Und da war ich dann also, nackt in einem Raum voller Fremder. Meine Arme zeigen in Richtung Decke und greifen nach etwas, was nicht wirklich da ist. Der Song im Hintergrund endet, ein neuer beginnt, und ich weiß, dass es an der Zeit für eine neue Pose ist. Ich setze mich auf den Boden, winkle meine Beine an und kauere mich zusammen. Ich spüre, wie mein Bauch eine, vielleicht zwei, vielleicht drei Falten wirft. Anstatt mich aber schnell wieder zurückzulehnen oder mich dafür zu schämen, dass mein Bauch eben den Raum einnimmt, den er braucht, atme ich die kühle, schwere Luft ein und verharre für die nächsten zehn Minuten in dieser Position.

Als Modell zu posieren, ließ mich all das an meinem Körper lieben, von dem ich vorher geglaubt hatte, es sei nicht schön oder liebenswert.

Und auch da machte es „Klick“. Ich wusste, dass ich am Ende der Sitzung aufstehen, meinen Bademantel anziehen und die Künstler:innen darum bitten würde, mir ihre Zeichnungen ansehen zu dürfen.
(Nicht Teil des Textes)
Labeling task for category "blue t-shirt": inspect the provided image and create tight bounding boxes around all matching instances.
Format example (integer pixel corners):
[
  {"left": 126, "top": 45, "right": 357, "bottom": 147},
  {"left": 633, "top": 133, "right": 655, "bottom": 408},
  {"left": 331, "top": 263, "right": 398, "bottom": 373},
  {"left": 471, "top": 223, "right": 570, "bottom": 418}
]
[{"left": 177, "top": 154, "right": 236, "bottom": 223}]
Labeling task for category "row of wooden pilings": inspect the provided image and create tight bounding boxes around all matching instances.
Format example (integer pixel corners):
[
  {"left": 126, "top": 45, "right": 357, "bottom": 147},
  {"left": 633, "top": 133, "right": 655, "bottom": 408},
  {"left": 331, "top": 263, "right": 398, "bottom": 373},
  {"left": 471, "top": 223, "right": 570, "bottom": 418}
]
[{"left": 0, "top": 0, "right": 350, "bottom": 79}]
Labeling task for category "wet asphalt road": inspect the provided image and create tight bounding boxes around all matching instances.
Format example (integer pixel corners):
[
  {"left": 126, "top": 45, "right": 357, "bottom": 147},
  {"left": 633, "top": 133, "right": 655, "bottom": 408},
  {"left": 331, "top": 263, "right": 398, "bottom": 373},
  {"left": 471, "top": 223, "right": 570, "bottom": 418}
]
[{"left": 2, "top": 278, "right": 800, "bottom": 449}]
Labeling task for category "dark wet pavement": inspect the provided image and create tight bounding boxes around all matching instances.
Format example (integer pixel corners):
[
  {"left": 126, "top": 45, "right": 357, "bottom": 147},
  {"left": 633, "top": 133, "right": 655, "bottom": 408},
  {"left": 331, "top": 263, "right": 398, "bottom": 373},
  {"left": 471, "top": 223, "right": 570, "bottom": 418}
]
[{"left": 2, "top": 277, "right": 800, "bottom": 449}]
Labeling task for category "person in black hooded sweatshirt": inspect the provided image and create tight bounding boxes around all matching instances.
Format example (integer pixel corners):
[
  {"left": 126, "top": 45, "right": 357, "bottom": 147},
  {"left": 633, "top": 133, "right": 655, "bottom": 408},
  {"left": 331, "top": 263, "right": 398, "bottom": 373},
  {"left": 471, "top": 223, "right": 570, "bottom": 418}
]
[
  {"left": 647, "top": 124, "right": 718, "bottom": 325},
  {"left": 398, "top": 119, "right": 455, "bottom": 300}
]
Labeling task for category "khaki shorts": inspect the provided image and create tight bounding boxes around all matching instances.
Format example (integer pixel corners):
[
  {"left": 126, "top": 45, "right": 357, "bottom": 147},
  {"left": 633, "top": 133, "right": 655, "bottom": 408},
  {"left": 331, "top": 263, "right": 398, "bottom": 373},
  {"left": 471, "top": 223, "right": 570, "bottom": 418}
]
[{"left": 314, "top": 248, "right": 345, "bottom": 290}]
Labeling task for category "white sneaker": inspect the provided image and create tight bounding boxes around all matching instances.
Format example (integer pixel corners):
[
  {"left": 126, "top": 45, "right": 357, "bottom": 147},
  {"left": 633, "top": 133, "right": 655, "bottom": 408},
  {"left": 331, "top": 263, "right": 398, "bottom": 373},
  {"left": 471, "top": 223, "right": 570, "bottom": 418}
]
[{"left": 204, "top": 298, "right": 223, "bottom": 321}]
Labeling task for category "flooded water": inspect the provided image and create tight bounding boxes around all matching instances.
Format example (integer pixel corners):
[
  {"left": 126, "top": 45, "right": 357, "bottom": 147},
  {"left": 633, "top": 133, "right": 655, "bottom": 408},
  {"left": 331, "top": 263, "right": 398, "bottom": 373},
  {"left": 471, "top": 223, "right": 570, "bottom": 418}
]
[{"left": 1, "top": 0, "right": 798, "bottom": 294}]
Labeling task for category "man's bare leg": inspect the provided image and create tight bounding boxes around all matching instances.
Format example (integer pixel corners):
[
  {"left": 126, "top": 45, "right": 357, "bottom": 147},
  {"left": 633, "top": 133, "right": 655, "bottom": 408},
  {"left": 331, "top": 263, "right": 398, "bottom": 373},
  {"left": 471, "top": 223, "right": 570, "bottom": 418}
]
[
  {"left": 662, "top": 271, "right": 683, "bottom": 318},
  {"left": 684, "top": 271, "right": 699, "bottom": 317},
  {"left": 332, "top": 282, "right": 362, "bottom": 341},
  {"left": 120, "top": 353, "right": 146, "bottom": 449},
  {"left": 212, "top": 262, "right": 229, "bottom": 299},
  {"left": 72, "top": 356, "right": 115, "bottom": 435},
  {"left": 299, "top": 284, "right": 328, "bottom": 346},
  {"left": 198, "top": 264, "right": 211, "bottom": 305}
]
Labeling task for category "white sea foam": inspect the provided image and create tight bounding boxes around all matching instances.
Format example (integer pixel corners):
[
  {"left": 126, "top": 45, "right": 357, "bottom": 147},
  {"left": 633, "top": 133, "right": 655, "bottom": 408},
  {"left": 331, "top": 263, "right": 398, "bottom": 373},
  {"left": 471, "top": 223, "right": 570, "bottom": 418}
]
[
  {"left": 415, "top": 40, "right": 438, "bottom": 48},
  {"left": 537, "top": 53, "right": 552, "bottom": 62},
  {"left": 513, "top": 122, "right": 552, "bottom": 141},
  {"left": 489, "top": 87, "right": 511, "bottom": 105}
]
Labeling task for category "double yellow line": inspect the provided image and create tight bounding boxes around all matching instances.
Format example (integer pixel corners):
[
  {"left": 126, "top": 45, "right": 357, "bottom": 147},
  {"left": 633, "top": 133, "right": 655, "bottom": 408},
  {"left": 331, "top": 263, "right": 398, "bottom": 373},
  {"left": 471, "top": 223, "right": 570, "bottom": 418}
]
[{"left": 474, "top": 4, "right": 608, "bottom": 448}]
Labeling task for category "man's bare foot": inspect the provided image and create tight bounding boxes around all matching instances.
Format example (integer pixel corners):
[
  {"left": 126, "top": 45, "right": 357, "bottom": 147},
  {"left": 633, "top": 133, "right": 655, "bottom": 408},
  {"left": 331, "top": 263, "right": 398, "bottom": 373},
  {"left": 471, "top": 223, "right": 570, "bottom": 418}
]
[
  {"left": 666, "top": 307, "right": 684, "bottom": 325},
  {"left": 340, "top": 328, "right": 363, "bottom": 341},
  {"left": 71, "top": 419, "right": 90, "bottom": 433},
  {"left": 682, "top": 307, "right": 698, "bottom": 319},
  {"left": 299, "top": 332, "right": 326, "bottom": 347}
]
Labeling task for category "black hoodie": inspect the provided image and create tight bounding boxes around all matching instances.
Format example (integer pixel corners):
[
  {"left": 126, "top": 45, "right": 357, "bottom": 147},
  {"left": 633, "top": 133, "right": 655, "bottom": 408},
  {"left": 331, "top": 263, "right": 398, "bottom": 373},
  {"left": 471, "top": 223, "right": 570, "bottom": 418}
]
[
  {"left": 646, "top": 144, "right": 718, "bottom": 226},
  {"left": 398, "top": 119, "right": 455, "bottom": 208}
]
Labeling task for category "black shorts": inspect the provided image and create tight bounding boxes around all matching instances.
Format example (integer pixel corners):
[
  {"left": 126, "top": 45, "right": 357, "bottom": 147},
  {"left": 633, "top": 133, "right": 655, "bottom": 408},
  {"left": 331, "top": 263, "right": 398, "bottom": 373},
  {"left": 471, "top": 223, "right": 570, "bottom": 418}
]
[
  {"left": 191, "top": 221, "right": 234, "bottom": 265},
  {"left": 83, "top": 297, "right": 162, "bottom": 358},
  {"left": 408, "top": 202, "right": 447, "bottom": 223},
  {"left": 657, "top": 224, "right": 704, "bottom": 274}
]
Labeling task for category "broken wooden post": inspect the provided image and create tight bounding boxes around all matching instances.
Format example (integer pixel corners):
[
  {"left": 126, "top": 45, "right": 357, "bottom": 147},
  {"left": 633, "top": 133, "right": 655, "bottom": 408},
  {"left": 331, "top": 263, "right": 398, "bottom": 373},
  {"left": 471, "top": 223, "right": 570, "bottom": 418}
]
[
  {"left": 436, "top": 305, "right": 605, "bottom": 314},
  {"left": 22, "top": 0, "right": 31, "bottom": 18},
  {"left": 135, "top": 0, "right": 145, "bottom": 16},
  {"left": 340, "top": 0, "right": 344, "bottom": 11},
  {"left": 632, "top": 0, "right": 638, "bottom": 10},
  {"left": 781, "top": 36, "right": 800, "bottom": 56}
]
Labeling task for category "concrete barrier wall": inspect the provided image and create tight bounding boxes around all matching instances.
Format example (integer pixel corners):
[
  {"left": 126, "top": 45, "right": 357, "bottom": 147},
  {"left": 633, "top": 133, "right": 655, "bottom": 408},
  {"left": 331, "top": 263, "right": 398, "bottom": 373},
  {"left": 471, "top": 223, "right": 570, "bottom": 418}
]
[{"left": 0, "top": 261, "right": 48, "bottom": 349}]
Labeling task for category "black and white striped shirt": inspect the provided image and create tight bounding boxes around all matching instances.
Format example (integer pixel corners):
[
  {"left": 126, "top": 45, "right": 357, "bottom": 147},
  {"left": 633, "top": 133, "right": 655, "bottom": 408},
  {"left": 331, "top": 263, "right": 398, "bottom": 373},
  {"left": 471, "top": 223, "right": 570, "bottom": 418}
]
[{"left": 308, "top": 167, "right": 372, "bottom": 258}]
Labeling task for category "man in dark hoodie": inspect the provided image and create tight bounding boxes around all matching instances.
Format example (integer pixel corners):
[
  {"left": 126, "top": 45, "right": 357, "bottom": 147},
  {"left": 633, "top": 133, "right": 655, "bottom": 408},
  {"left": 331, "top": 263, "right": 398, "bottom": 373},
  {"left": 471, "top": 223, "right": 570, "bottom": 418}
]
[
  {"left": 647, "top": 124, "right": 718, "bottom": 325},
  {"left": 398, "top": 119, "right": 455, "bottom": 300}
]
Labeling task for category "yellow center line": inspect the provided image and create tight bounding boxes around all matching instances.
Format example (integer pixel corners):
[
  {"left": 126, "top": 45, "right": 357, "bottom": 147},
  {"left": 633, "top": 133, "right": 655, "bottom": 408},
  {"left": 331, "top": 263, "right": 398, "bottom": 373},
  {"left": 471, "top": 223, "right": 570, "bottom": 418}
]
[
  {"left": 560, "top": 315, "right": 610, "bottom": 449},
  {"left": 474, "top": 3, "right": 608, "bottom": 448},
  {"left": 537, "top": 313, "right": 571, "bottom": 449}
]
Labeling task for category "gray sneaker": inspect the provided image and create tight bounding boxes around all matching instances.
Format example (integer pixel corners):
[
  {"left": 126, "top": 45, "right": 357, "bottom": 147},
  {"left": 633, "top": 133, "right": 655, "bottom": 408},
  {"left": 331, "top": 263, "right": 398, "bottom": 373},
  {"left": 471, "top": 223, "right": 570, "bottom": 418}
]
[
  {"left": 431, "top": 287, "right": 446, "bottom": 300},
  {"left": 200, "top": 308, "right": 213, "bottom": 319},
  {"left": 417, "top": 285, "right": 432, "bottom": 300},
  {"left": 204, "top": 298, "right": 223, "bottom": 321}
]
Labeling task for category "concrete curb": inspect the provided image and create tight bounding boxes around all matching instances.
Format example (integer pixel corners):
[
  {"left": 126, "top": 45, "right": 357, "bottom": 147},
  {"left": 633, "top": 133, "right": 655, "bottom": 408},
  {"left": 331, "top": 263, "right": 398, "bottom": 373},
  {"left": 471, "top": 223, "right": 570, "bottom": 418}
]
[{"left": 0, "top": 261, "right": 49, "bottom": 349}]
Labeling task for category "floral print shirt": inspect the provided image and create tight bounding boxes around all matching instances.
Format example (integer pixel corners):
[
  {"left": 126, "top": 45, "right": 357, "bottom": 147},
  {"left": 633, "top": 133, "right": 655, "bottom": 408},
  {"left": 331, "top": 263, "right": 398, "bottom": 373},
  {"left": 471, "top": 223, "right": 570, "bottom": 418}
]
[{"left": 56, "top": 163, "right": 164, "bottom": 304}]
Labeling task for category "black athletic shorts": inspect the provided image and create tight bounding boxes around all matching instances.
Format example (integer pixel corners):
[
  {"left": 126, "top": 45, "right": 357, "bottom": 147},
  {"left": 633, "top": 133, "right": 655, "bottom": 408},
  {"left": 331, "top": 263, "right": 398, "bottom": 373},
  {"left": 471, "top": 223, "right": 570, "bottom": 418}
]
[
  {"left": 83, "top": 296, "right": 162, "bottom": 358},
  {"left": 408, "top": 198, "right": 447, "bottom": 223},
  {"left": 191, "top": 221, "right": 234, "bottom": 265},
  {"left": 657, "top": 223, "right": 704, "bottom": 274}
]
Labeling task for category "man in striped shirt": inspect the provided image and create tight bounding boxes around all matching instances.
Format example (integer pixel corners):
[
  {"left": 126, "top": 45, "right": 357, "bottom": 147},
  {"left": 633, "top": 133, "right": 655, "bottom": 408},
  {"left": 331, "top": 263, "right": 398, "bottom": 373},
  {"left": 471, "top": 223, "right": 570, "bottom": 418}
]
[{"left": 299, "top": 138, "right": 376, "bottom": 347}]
Ich würde mit ihnen darüber lachen, wie sehr mein Nacken während der Pose wehgetan hatte, die ihnen am meisten gefallen hatte. Sie würden mir die Bilder zeigen, auf die sie am meisten stolz waren – oder vielleicht die, die auf lustige Weise irgendwie schief gelaufen waren. Ich wusste, dass jede einzelne Person meinen Körper auf ganz andere Weise betrachtet hatte. Und das gab mir ein tiefes Gefühl von Ruhe.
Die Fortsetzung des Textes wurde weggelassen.